Утром, стоя под душем, я пыталась запомнить каждую кафельную плитку, каждую трещинку, даже звук, с которым тонкие струйки хлестали по моему лицу.
— Сегодня я сварю тебе кофе, — решительно заявила я, появляясь на кухне. Ни слова не говоря, Эрик вылил дымящуюся гущу, только что сваренного кофе, в раковину и протянул мне турку. Он курил и улыбался, а я пыталась вспомнить, как же его варят этот кофе. Но, в конце концов, это у меня получилось, и я гордо продемонстрировала ему результат моего труда.
— Неплохо для первого раза, — одобрил Эрик.
— Почему первого? — подивилась я его догадливости.
— Целых две недели, по утрам, я варю кофе, но ты ни разу не предложила сделать это сама.

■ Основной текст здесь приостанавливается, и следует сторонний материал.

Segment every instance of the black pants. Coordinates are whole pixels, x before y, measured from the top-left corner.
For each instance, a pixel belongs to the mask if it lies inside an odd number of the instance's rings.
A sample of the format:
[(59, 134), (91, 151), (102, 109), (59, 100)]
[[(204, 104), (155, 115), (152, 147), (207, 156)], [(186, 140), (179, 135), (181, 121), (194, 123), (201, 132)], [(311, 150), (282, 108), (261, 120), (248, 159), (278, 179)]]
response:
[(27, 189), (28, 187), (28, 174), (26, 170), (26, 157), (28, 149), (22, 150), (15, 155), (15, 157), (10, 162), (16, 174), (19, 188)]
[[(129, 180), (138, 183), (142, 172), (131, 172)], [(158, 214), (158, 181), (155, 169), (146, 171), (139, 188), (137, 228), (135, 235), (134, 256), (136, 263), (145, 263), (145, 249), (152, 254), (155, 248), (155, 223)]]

Вывод, либо ты привыкла, что кофе варит мужчина, что маловероятно, либо ты его не умеешь варить вообще.
— Чего это маловероятно? — возмутилась я.
— Для того, чтобы мужчина варил тебе кофе, он должен, как минимум, у тебя быть. Мужчина, естественно, а не кофе. А его у тебя нет, во всяком случае, такого, который оставался бы у тебя ночевать.
— С чего ты решил? — нахмурилась я.
— Извини, но опыта у тебя нет, — он хмыкнул.
— И ты только сейчас об этом говоришь? — я покраснела до ушей.
— Я разве сказал, что мне это не нравится? — улыбнулся он, привлекая меня к себе.
Когда уже одетая, я вышла на крышу и последний раз окинула взглядом дивный город, мне показалось, что можно, можно вернуться, сюда, на эту крышу, к этому мужчине и все будет, как раньше. Всегда. Подошел Эрик, встал рядом и, показывая рукой в сторону Эйфелевой башни, сказал:
— С нее тоже видна эта крыша, я покажу тебе… потом. — Я молча кивнула головой. Эрик тоже помолчал, потом обнял меня и сказал: — Я хочу, чтобы мы были вместе. Всегда. Ты веришь мне? — Я опять кивнула, старательно отводя глаза. — Ты должна мне верить, — строго сказал он, крепко прижимая к себе. — Возьми это, — он снял с шеи цепочку с медальоном и надел на меня.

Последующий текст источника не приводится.